This design really aims to target a number of issues that have arisen in the server over time.
The current design of the server has operations proceed in a semi-parallel and semi-serialised fashion. Lets consider an “add” operation:
Operation Begins
|
V
Run PRE_ADD plugins
|
V
Begin backend transaction
|
V
Check Access Controls
|
V
Run BETXN_PRE_ADD plugins
|
V
Tentative add to DB
|
V
Run BETXN_POST_ADD plugins
|
V
Commit TXN to DB
|
V
Run POST_ADD plugins
|
V
Result returned to client
Now, we have to consider that these can be running in parallel, and now we have to add many interactions into this process.
So below is the same chart with only some of the locks added in:
(locks denoted by x)
Operation Begins
|
V
Run PRE_ADD plugins X
|
V
Begin backend transaction X
|
V
Check Access Controls X
|
V
Run BETXN_PRE_ADD plugins X
|
V
Tentative add to DB
|
V
Run BETXN_POST_ADD plugins X
|
V
Commit TXN to DB
|
V
Run POST_ADD plugins X
|
V
Result returned to client
Now imagine we are runnig 30 threads or more. Every single log message, plugin call, acl check, backend operation, all need locks. We are serialised for both reads and writes effectively at many points of our operation!
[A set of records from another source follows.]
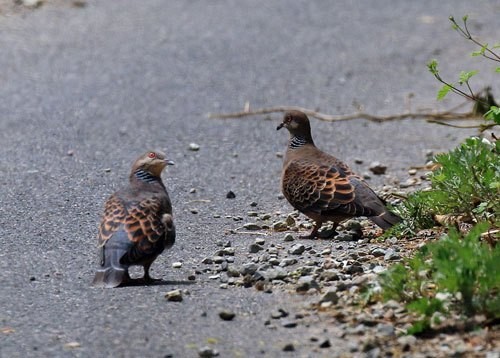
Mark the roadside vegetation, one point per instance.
(457, 275)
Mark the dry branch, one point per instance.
(433, 117)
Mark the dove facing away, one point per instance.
(321, 186)
(137, 223)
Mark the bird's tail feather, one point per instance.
(112, 273)
(386, 220)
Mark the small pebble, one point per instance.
(72, 345)
(289, 347)
(207, 352)
(174, 296)
(289, 324)
(227, 315)
(391, 255)
(260, 241)
(297, 249)
(325, 344)
(252, 226)
(254, 248)
(280, 226)
(378, 252)
(377, 168)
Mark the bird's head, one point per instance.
(297, 124)
(152, 162)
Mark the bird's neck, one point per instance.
(298, 141)
(144, 176)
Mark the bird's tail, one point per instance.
(168, 221)
(386, 220)
(111, 273)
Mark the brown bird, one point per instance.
(137, 223)
(321, 186)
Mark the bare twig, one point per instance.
(430, 116)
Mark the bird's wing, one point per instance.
(311, 187)
(112, 219)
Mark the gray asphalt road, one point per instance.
(107, 81)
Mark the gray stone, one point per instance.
(227, 315)
(207, 352)
(277, 273)
(287, 262)
(280, 226)
(254, 248)
(305, 283)
(391, 255)
(260, 241)
(289, 347)
(174, 296)
(385, 329)
(297, 249)
(378, 252)
(248, 269)
(252, 226)
(289, 324)
(345, 236)
(377, 168)
(194, 147)
(330, 296)
(229, 251)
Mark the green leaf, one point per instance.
(480, 52)
(443, 92)
(493, 114)
(432, 66)
(465, 76)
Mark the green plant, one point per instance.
(457, 274)
(484, 103)
(467, 183)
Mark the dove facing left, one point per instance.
(137, 223)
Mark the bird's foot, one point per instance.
(308, 237)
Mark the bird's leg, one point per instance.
(314, 232)
(148, 279)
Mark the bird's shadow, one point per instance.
(137, 283)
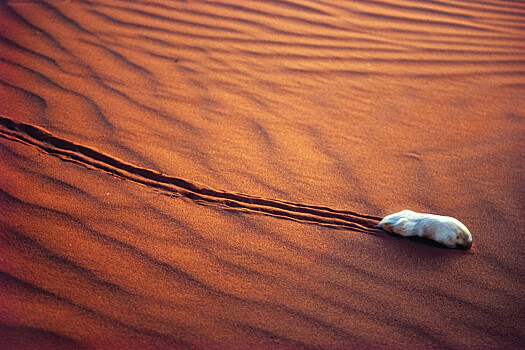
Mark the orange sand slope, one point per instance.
(140, 142)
As a result, we have the following server environment:
We need a way for many of these subsystems to be able to operate either in a lockless, or protected manner, without impacting other threads. The final goal is:
I propose that we use copy on write datastructures to achieve this design. A copy on write datastructure is one that allows a stable version of the tree to exist, while modifications are made on the copy. When the modifications are complete, the root node pointer of the tree is pivoted. Once the previously versions reference count drop to 0, elements for the previous tree are freed.
In the first image we see the original state of the tree. We have can take a read only transaction to txn_id 1 here.
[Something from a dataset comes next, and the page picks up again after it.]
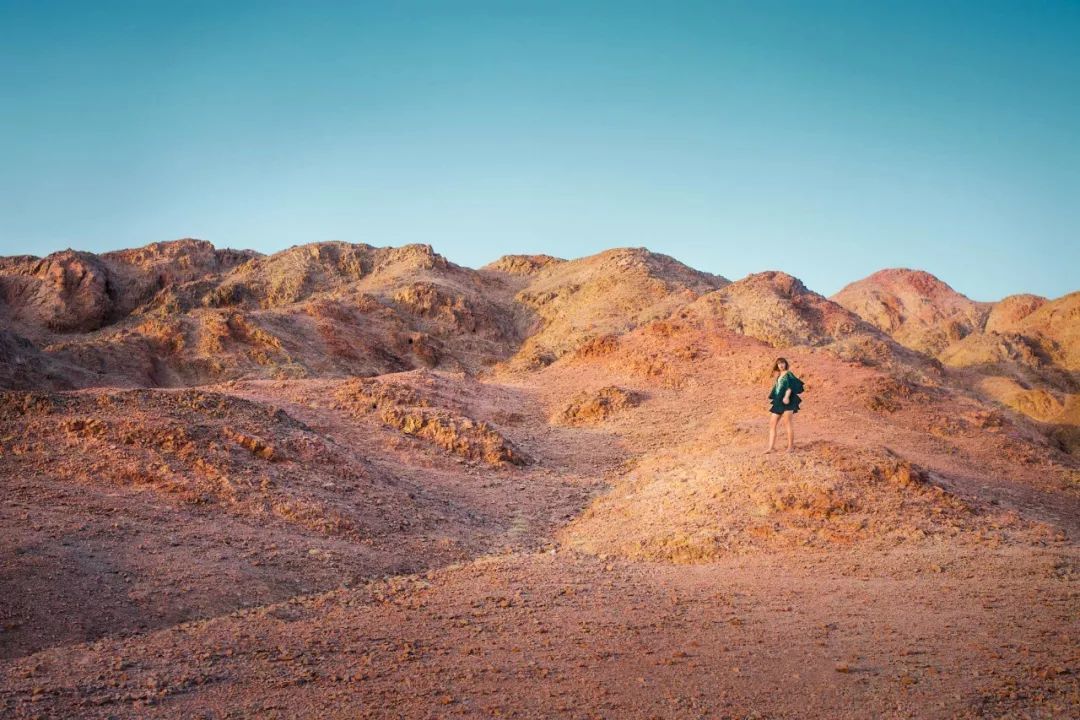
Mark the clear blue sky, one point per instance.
(828, 139)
In this image, we can see that we have a read only transaction to txn_id 1, and a write occuring in txn_id 2. Note the way that the tree branch is copied during the write, so the content of txn_id 1 is consistent through out it’s operation. After this is commited, all new read transactions would begin on txn_id 2.
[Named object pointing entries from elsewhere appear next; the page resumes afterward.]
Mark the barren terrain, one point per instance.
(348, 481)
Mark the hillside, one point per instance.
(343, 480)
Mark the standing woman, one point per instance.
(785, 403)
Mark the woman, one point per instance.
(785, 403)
Finally, we close the read transaction on txn_id 1. Since there are no more users of the txn, we can trim the unreferenced nodes, and continue with the tree state as txn_2
Multiple read transactions states can be present. In other words if you do:
Begin Read 1
Write 2
Begin Read 3
Write 4
Begin Read 4
Write 5
Close 1
Close 3
Close 4
Transaction 1, 3 and 4 are guaranteed to have their contents correct at the time the read transaction, despite there being multiple writes having occured even between read transactions.
Another property of this design is that memory placed into the tree, their lifetime is bound to the tree and it’s transactions. The tree is provided with free functions, which are correctly able to dispose of the pointers given to the tree. Provided your free function is correct, you can trust the tree to properly manage the lifetime of our references.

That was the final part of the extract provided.